Namespaces in general are a mess. I want domain validated namespaces; github.com/example.com/, docker.io/example.com/, @example.com/, facebook.com/example.com, twitter.com/example.com, etc.. Whoever owns the domain owns the validated namespace. I doubt it'll ever happen though since (IMO) namespace squatting makes services look more popular than they are and some sites (ex: GitLab) already allow usernames with dots in them.

As for registries, I didn't like Docker's URLs when I first started, but now I'm convinced it's a good scheme. I can "own" my (domain) namespace by running my own registry. The implementation could have been a bit better though:

* The daemon should allow the user to force the use of a local mirror / cache as a registry. * The daemon should pass full URLs to the registry for requests (https://github.com/docker/distribution/issues/1620).

That way something like Sonatype Nexus could be used as a local caching proxy for all Docker images and could automatically request images from (public) upstream repositories without any additional config.

The new TLDs make perfect identities / namespaces and there are plenty to go around.

> Whoever owns the domain owns the validated namespace.

Owns it for now.

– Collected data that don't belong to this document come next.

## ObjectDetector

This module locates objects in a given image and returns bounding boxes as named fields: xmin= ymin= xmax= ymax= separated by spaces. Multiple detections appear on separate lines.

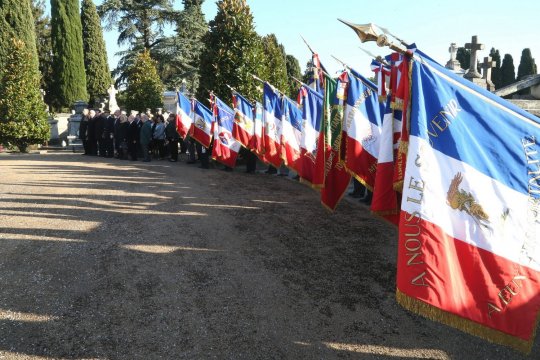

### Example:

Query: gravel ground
xmin=0 ymin=152 xmax=537 ymax=359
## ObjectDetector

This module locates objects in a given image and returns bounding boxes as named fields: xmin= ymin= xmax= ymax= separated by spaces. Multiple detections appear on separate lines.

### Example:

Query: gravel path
xmin=0 ymin=153 xmax=536 ymax=359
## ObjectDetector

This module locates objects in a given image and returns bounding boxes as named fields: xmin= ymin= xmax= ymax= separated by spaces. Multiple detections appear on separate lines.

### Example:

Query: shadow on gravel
xmin=0 ymin=155 xmax=536 ymax=359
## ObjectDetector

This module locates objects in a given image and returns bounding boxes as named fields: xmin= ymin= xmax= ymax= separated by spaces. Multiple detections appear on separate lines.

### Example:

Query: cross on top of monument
xmin=482 ymin=56 xmax=496 ymax=90
xmin=464 ymin=35 xmax=485 ymax=79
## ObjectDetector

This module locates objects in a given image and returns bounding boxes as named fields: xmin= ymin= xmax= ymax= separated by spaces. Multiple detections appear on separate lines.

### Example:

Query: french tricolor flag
xmin=297 ymin=85 xmax=323 ymax=186
xmin=190 ymin=100 xmax=213 ymax=148
xmin=280 ymin=96 xmax=303 ymax=173
xmin=249 ymin=101 xmax=265 ymax=161
xmin=262 ymin=83 xmax=283 ymax=168
xmin=232 ymin=92 xmax=255 ymax=148
xmin=211 ymin=96 xmax=241 ymax=168
xmin=398 ymin=53 xmax=540 ymax=353
xmin=341 ymin=69 xmax=383 ymax=190
xmin=176 ymin=91 xmax=193 ymax=139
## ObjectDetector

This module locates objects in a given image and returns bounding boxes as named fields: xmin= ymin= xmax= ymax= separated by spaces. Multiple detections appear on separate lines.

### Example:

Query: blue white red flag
xmin=298 ymin=84 xmax=323 ymax=186
xmin=397 ymin=52 xmax=540 ymax=353
xmin=176 ymin=92 xmax=193 ymax=139
xmin=280 ymin=96 xmax=303 ymax=172
xmin=232 ymin=92 xmax=255 ymax=148
xmin=249 ymin=101 xmax=265 ymax=160
xmin=211 ymin=96 xmax=241 ymax=168
xmin=341 ymin=69 xmax=383 ymax=190
xmin=190 ymin=100 xmax=214 ymax=148
xmin=263 ymin=83 xmax=283 ymax=168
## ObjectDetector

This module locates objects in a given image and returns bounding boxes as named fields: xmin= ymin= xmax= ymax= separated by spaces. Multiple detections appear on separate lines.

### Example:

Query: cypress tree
xmin=500 ymin=54 xmax=516 ymax=89
xmin=81 ymin=0 xmax=111 ymax=107
xmin=0 ymin=38 xmax=49 ymax=152
xmin=31 ymin=0 xmax=53 ymax=103
xmin=489 ymin=48 xmax=502 ymax=89
xmin=0 ymin=0 xmax=39 ymax=70
xmin=125 ymin=50 xmax=163 ymax=113
xmin=197 ymin=0 xmax=264 ymax=104
xmin=285 ymin=54 xmax=302 ymax=99
xmin=456 ymin=47 xmax=470 ymax=70
xmin=259 ymin=34 xmax=288 ymax=92
xmin=51 ymin=0 xmax=88 ymax=110
xmin=517 ymin=48 xmax=537 ymax=80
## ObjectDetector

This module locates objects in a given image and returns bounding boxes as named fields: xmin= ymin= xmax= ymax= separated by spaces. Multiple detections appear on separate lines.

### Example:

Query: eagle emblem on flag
xmin=447 ymin=172 xmax=490 ymax=225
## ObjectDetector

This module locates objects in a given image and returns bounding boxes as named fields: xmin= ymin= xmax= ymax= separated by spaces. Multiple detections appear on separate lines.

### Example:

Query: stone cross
xmin=464 ymin=35 xmax=484 ymax=79
xmin=481 ymin=56 xmax=496 ymax=90
xmin=449 ymin=43 xmax=458 ymax=62
xmin=445 ymin=42 xmax=462 ymax=71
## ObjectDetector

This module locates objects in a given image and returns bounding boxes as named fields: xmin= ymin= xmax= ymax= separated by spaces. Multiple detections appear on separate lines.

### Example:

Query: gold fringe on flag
xmin=396 ymin=289 xmax=537 ymax=354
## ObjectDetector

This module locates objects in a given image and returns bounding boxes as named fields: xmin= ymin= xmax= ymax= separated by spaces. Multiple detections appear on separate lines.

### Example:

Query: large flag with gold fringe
xmin=397 ymin=52 xmax=540 ymax=354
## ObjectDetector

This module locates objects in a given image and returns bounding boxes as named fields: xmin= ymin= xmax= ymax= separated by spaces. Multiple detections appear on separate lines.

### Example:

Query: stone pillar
xmin=67 ymin=100 xmax=88 ymax=148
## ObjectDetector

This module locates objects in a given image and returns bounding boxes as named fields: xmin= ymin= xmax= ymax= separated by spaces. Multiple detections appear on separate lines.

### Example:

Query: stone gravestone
xmin=445 ymin=42 xmax=464 ymax=73
xmin=464 ymin=35 xmax=487 ymax=89
xmin=481 ymin=56 xmax=496 ymax=91
xmin=66 ymin=100 xmax=88 ymax=150
xmin=107 ymin=84 xmax=120 ymax=113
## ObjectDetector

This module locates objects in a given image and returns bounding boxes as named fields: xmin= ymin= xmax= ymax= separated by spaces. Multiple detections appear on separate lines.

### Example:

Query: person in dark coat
xmin=127 ymin=114 xmax=141 ymax=161
xmin=103 ymin=111 xmax=116 ymax=158
xmin=165 ymin=113 xmax=180 ymax=162
xmin=116 ymin=114 xmax=130 ymax=160
xmin=140 ymin=114 xmax=153 ymax=162
xmin=94 ymin=110 xmax=105 ymax=156
xmin=79 ymin=108 xmax=90 ymax=155
xmin=113 ymin=110 xmax=122 ymax=158
xmin=86 ymin=110 xmax=97 ymax=155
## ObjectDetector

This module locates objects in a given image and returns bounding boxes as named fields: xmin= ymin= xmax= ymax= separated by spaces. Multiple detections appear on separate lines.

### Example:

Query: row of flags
xmin=172 ymin=39 xmax=540 ymax=353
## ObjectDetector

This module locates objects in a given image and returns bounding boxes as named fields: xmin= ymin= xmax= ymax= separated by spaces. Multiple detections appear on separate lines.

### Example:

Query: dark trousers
xmin=179 ymin=138 xmax=188 ymax=154
xmin=168 ymin=139 xmax=179 ymax=161
xmin=196 ymin=143 xmax=209 ymax=168
xmin=141 ymin=142 xmax=151 ymax=161
xmin=245 ymin=149 xmax=257 ymax=173
xmin=104 ymin=137 xmax=114 ymax=157
xmin=88 ymin=139 xmax=97 ymax=155
xmin=82 ymin=139 xmax=89 ymax=154
xmin=155 ymin=139 xmax=165 ymax=159
xmin=129 ymin=141 xmax=138 ymax=161
xmin=188 ymin=138 xmax=197 ymax=162
xmin=98 ymin=138 xmax=106 ymax=156
xmin=353 ymin=179 xmax=366 ymax=196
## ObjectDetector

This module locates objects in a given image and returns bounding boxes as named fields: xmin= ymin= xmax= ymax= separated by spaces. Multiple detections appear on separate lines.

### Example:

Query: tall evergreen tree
xmin=0 ymin=0 xmax=39 ymax=70
xmin=0 ymin=38 xmax=49 ymax=152
xmin=500 ymin=54 xmax=516 ymax=89
xmin=489 ymin=48 xmax=502 ymax=89
xmin=197 ymin=0 xmax=264 ymax=104
xmin=259 ymin=34 xmax=288 ymax=92
xmin=81 ymin=0 xmax=111 ymax=107
xmin=456 ymin=47 xmax=470 ymax=70
xmin=98 ymin=0 xmax=176 ymax=84
xmin=154 ymin=0 xmax=208 ymax=92
xmin=517 ymin=48 xmax=537 ymax=95
xmin=125 ymin=50 xmax=163 ymax=113
xmin=31 ymin=0 xmax=53 ymax=103
xmin=285 ymin=54 xmax=302 ymax=99
xmin=51 ymin=0 xmax=88 ymax=109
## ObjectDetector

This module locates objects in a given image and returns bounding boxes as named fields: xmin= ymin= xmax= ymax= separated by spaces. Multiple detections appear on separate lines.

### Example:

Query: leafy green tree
xmin=51 ymin=0 xmax=88 ymax=110
xmin=500 ymin=54 xmax=516 ymax=89
xmin=125 ymin=50 xmax=163 ymax=113
xmin=259 ymin=34 xmax=288 ymax=93
xmin=31 ymin=0 xmax=53 ymax=103
xmin=0 ymin=0 xmax=39 ymax=71
xmin=81 ymin=0 xmax=112 ymax=107
xmin=489 ymin=48 xmax=502 ymax=89
xmin=154 ymin=0 xmax=208 ymax=92
xmin=517 ymin=48 xmax=537 ymax=95
xmin=285 ymin=54 xmax=301 ymax=99
xmin=197 ymin=0 xmax=264 ymax=104
xmin=98 ymin=0 xmax=176 ymax=84
xmin=0 ymin=38 xmax=49 ymax=152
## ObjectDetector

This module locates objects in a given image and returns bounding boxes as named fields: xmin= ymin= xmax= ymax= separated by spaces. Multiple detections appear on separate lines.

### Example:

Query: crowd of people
xmin=78 ymin=108 xmax=195 ymax=164
xmin=77 ymin=107 xmax=372 ymax=203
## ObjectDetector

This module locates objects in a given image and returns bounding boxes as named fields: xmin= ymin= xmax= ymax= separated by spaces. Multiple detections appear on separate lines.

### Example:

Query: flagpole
xmin=358 ymin=47 xmax=390 ymax=66
xmin=300 ymin=34 xmax=315 ymax=55
xmin=331 ymin=55 xmax=378 ymax=92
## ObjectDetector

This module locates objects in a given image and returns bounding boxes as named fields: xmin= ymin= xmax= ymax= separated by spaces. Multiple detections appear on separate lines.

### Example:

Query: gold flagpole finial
xmin=338 ymin=19 xmax=408 ymax=56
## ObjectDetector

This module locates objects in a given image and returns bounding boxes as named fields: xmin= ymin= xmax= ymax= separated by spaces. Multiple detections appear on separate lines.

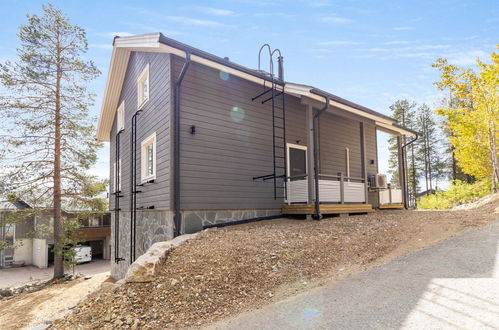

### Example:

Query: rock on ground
xmin=125 ymin=233 xmax=198 ymax=283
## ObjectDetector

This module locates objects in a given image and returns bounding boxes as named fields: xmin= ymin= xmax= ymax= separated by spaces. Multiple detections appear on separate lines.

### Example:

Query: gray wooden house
xmin=96 ymin=33 xmax=417 ymax=279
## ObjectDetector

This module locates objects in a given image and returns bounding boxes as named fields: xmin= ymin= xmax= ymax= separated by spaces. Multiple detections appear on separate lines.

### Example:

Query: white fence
xmin=287 ymin=178 xmax=366 ymax=204
xmin=379 ymin=188 xmax=403 ymax=205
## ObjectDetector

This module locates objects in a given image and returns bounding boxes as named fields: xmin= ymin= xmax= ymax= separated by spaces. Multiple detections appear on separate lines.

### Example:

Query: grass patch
xmin=418 ymin=180 xmax=492 ymax=209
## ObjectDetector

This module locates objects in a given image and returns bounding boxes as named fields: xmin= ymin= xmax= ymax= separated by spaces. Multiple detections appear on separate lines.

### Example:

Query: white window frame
xmin=137 ymin=64 xmax=150 ymax=109
xmin=113 ymin=159 xmax=121 ymax=192
xmin=285 ymin=143 xmax=308 ymax=204
xmin=286 ymin=143 xmax=308 ymax=181
xmin=117 ymin=101 xmax=125 ymax=132
xmin=141 ymin=132 xmax=157 ymax=183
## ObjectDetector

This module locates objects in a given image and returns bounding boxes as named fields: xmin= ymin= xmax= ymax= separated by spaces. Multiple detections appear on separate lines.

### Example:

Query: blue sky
xmin=0 ymin=0 xmax=497 ymax=183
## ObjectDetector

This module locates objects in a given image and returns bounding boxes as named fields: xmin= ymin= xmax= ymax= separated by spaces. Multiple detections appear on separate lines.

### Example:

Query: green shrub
xmin=418 ymin=180 xmax=491 ymax=210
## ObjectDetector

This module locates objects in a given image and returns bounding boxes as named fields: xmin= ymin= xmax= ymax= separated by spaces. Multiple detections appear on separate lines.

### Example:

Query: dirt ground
xmin=0 ymin=272 xmax=109 ymax=330
xmin=48 ymin=196 xmax=498 ymax=329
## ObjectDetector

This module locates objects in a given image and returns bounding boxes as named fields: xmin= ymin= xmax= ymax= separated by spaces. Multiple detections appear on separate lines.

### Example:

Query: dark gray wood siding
xmin=172 ymin=56 xmax=307 ymax=210
xmin=109 ymin=51 xmax=379 ymax=211
xmin=319 ymin=112 xmax=378 ymax=179
xmin=109 ymin=52 xmax=171 ymax=211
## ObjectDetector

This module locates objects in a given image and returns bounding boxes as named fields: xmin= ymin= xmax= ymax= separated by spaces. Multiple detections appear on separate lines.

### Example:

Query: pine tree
xmin=0 ymin=4 xmax=102 ymax=278
xmin=387 ymin=99 xmax=419 ymax=205
xmin=415 ymin=104 xmax=444 ymax=193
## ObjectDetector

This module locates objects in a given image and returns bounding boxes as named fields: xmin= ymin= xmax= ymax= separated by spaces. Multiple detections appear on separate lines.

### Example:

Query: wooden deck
xmin=378 ymin=204 xmax=405 ymax=209
xmin=282 ymin=203 xmax=374 ymax=215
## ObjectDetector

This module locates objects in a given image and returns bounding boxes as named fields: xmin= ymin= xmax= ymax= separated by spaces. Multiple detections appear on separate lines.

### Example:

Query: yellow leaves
xmin=433 ymin=46 xmax=499 ymax=185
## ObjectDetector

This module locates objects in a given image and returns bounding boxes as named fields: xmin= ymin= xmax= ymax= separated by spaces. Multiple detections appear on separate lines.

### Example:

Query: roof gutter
xmin=311 ymin=91 xmax=330 ymax=220
xmin=173 ymin=52 xmax=191 ymax=237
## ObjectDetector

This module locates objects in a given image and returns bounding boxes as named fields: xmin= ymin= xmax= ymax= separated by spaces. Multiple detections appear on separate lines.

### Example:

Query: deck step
xmin=282 ymin=203 xmax=374 ymax=215
xmin=378 ymin=204 xmax=405 ymax=209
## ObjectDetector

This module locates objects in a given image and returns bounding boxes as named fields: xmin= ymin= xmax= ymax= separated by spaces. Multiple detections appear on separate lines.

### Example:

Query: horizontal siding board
xmin=173 ymin=55 xmax=305 ymax=210
xmin=109 ymin=52 xmax=171 ymax=211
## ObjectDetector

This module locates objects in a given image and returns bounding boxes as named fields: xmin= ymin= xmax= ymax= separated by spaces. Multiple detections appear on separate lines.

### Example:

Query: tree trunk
xmin=488 ymin=118 xmax=498 ymax=193
xmin=53 ymin=35 xmax=64 ymax=279
xmin=427 ymin=137 xmax=433 ymax=192
xmin=411 ymin=144 xmax=417 ymax=202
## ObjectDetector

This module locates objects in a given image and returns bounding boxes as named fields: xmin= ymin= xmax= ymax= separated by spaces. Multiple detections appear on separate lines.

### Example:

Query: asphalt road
xmin=209 ymin=221 xmax=499 ymax=330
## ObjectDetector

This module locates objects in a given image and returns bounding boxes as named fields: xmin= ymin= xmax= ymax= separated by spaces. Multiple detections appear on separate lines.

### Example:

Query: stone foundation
xmin=111 ymin=208 xmax=281 ymax=279
xmin=182 ymin=208 xmax=281 ymax=233
xmin=111 ymin=211 xmax=174 ymax=280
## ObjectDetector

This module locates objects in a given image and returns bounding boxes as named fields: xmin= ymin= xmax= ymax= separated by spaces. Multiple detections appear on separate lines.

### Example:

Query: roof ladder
xmin=252 ymin=44 xmax=287 ymax=200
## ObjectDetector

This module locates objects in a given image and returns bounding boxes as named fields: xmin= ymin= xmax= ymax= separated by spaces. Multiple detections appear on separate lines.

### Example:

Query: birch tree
xmin=433 ymin=48 xmax=499 ymax=192
xmin=0 ymin=4 xmax=101 ymax=278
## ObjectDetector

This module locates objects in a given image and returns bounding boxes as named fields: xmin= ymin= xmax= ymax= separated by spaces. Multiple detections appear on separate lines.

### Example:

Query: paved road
xmin=0 ymin=259 xmax=110 ymax=288
xmin=209 ymin=221 xmax=499 ymax=330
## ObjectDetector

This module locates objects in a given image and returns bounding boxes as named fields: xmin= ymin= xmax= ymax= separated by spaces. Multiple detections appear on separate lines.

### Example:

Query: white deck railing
xmin=379 ymin=187 xmax=403 ymax=205
xmin=287 ymin=174 xmax=366 ymax=204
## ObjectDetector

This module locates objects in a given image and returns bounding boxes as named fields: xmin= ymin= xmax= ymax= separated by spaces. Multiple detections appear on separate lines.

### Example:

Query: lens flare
xmin=219 ymin=71 xmax=230 ymax=81
xmin=230 ymin=106 xmax=245 ymax=122
xmin=303 ymin=308 xmax=319 ymax=318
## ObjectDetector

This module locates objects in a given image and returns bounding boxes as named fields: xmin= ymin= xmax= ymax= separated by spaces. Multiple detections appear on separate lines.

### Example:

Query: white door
xmin=286 ymin=144 xmax=308 ymax=203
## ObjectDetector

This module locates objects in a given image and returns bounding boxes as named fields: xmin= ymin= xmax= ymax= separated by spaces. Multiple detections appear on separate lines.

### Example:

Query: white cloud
xmin=97 ymin=31 xmax=134 ymax=38
xmin=253 ymin=12 xmax=295 ymax=18
xmin=382 ymin=40 xmax=411 ymax=45
xmin=393 ymin=26 xmax=415 ymax=31
xmin=189 ymin=6 xmax=235 ymax=16
xmin=317 ymin=40 xmax=363 ymax=46
xmin=365 ymin=44 xmax=450 ymax=53
xmin=318 ymin=15 xmax=354 ymax=24
xmin=126 ymin=23 xmax=181 ymax=36
xmin=308 ymin=0 xmax=332 ymax=7
xmin=446 ymin=50 xmax=488 ymax=66
xmin=165 ymin=16 xmax=230 ymax=27
xmin=306 ymin=48 xmax=333 ymax=53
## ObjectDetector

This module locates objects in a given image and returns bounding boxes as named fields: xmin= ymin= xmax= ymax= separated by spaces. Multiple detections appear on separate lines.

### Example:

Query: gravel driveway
xmin=210 ymin=221 xmax=499 ymax=330
xmin=0 ymin=259 xmax=110 ymax=288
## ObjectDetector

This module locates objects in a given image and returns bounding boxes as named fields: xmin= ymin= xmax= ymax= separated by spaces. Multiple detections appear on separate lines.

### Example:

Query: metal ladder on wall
xmin=252 ymin=45 xmax=287 ymax=200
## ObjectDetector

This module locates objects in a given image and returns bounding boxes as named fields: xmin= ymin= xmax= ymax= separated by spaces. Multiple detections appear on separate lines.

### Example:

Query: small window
xmin=137 ymin=64 xmax=150 ymax=108
xmin=113 ymin=159 xmax=121 ymax=192
xmin=141 ymin=132 xmax=156 ymax=182
xmin=117 ymin=102 xmax=125 ymax=132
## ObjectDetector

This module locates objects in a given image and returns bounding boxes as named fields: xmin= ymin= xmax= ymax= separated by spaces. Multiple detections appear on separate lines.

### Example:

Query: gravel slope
xmin=53 ymin=197 xmax=498 ymax=329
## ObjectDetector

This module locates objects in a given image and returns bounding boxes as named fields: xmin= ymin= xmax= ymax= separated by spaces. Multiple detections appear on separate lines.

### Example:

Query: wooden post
xmin=360 ymin=122 xmax=368 ymax=204
xmin=339 ymin=172 xmax=345 ymax=204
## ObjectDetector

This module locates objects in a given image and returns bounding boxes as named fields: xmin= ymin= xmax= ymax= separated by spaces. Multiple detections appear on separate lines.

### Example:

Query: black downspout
xmin=130 ymin=110 xmax=142 ymax=264
xmin=114 ymin=129 xmax=124 ymax=263
xmin=401 ymin=135 xmax=418 ymax=208
xmin=312 ymin=95 xmax=330 ymax=220
xmin=173 ymin=52 xmax=191 ymax=237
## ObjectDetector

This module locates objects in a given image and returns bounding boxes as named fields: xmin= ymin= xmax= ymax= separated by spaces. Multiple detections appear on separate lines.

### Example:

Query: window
xmin=117 ymin=101 xmax=125 ymax=132
xmin=137 ymin=64 xmax=150 ymax=108
xmin=141 ymin=132 xmax=156 ymax=182
xmin=113 ymin=159 xmax=121 ymax=192
xmin=286 ymin=143 xmax=307 ymax=181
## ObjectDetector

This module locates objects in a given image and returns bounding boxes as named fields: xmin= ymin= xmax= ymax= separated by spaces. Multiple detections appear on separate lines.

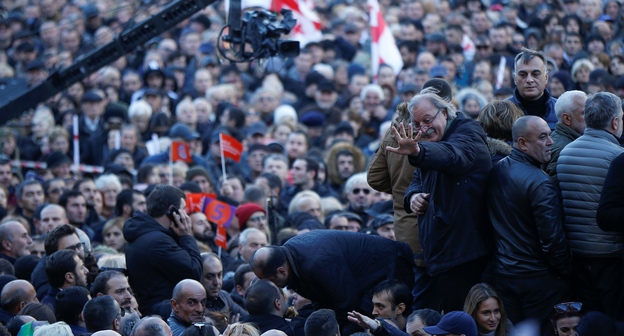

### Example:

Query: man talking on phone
xmin=123 ymin=185 xmax=203 ymax=319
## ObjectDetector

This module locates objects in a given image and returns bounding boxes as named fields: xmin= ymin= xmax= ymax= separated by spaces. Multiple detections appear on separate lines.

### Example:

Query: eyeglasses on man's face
xmin=413 ymin=109 xmax=442 ymax=131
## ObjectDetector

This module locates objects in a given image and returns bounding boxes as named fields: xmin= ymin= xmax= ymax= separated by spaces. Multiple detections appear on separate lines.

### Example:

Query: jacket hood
xmin=123 ymin=211 xmax=172 ymax=243
xmin=325 ymin=141 xmax=366 ymax=186
xmin=487 ymin=137 xmax=512 ymax=157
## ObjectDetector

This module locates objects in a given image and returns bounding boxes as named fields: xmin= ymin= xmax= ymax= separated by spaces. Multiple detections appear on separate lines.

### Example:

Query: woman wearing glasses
xmin=550 ymin=302 xmax=582 ymax=336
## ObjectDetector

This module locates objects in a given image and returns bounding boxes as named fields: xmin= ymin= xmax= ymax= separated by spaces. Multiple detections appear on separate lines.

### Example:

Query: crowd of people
xmin=0 ymin=0 xmax=623 ymax=334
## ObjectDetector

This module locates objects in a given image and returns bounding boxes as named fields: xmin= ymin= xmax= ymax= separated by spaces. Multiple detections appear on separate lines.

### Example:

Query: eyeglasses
xmin=554 ymin=302 xmax=582 ymax=314
xmin=249 ymin=215 xmax=266 ymax=222
xmin=413 ymin=109 xmax=442 ymax=131
xmin=352 ymin=188 xmax=371 ymax=195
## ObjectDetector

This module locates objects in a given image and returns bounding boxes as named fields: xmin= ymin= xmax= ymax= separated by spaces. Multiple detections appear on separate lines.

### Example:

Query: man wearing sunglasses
xmin=344 ymin=173 xmax=374 ymax=225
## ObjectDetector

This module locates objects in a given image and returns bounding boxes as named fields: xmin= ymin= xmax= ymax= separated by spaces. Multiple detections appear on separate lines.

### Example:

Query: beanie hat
xmin=551 ymin=71 xmax=573 ymax=91
xmin=235 ymin=203 xmax=266 ymax=229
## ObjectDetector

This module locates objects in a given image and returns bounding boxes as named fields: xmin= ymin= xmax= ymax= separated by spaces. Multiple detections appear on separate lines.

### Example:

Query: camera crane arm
xmin=0 ymin=0 xmax=216 ymax=126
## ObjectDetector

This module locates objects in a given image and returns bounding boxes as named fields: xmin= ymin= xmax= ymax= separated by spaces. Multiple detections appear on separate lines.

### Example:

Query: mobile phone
xmin=167 ymin=205 xmax=180 ymax=224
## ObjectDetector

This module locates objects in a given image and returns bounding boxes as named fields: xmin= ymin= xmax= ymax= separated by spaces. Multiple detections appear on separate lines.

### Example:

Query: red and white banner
xmin=220 ymin=133 xmax=243 ymax=163
xmin=10 ymin=160 xmax=105 ymax=174
xmin=171 ymin=141 xmax=192 ymax=163
xmin=272 ymin=0 xmax=322 ymax=47
xmin=368 ymin=0 xmax=403 ymax=78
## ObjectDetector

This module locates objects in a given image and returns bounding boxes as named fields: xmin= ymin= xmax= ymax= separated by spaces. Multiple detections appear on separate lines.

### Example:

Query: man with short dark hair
xmin=241 ymin=279 xmax=295 ymax=336
xmin=0 ymin=222 xmax=32 ymax=264
xmin=15 ymin=180 xmax=45 ymax=233
xmin=372 ymin=280 xmax=412 ymax=330
xmin=279 ymin=158 xmax=337 ymax=212
xmin=486 ymin=116 xmax=572 ymax=334
xmin=123 ymin=185 xmax=202 ymax=318
xmin=83 ymin=295 xmax=122 ymax=333
xmin=58 ymin=190 xmax=95 ymax=240
xmin=39 ymin=204 xmax=69 ymax=234
xmin=91 ymin=271 xmax=134 ymax=312
xmin=55 ymin=286 xmax=90 ymax=336
xmin=0 ymin=280 xmax=38 ymax=324
xmin=305 ymin=309 xmax=340 ymax=336
xmin=508 ymin=48 xmax=558 ymax=130
xmin=43 ymin=249 xmax=88 ymax=311
xmin=231 ymin=264 xmax=255 ymax=307
xmin=167 ymin=279 xmax=207 ymax=336
xmin=115 ymin=189 xmax=147 ymax=220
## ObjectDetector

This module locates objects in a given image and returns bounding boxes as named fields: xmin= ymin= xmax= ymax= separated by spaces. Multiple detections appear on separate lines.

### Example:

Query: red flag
xmin=220 ymin=133 xmax=243 ymax=163
xmin=203 ymin=198 xmax=236 ymax=249
xmin=171 ymin=141 xmax=192 ymax=163
xmin=185 ymin=193 xmax=217 ymax=213
xmin=215 ymin=226 xmax=228 ymax=249
xmin=271 ymin=0 xmax=322 ymax=46
xmin=368 ymin=0 xmax=403 ymax=79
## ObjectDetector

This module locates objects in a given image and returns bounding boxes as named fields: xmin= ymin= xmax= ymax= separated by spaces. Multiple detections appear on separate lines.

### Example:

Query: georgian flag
xmin=368 ymin=0 xmax=403 ymax=77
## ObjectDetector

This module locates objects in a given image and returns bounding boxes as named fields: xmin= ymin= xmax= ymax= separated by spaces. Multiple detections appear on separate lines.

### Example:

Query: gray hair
xmin=360 ymin=84 xmax=385 ymax=101
xmin=95 ymin=174 xmax=122 ymax=193
xmin=344 ymin=172 xmax=369 ymax=195
xmin=130 ymin=316 xmax=170 ymax=336
xmin=513 ymin=48 xmax=547 ymax=75
xmin=239 ymin=228 xmax=264 ymax=247
xmin=33 ymin=322 xmax=73 ymax=336
xmin=584 ymin=92 xmax=622 ymax=130
xmin=555 ymin=90 xmax=587 ymax=121
xmin=571 ymin=59 xmax=595 ymax=82
xmin=408 ymin=93 xmax=457 ymax=123
xmin=128 ymin=100 xmax=152 ymax=119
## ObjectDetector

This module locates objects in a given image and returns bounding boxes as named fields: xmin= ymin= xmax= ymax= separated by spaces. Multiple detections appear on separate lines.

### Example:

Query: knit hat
xmin=235 ymin=203 xmax=266 ymax=228
xmin=550 ymin=71 xmax=573 ymax=91
xmin=186 ymin=167 xmax=211 ymax=182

It’s a similar problem to TLS certs but with longer term consequences as people don’t generally expect published libraries to expire.

Even with @author, my github username is someone else on npmjs. So installing “@me/module” will either get my module or the other guys depending on sources it would seem.
This is super cool, but I worry that we've basically let a proprietary closed-source service be the de-facto standard for open source software. That really hampers my enthusiasm here.
This is big. For a while we have needed a simple, intuitive and centralized artifact storage system for the modern age. I’ve been wanting to build something for ages but never made the time.

I also think that this will also have the side effect of exposing a lot of people to package/build/dist tools from other ecosystems, which might help disseminate best practices outside of their walled gardens. Github helped do this with code, helping to put the spotlight on less popular or more cutting-edge languages

This is going to solve a lot of problems for a lot of people.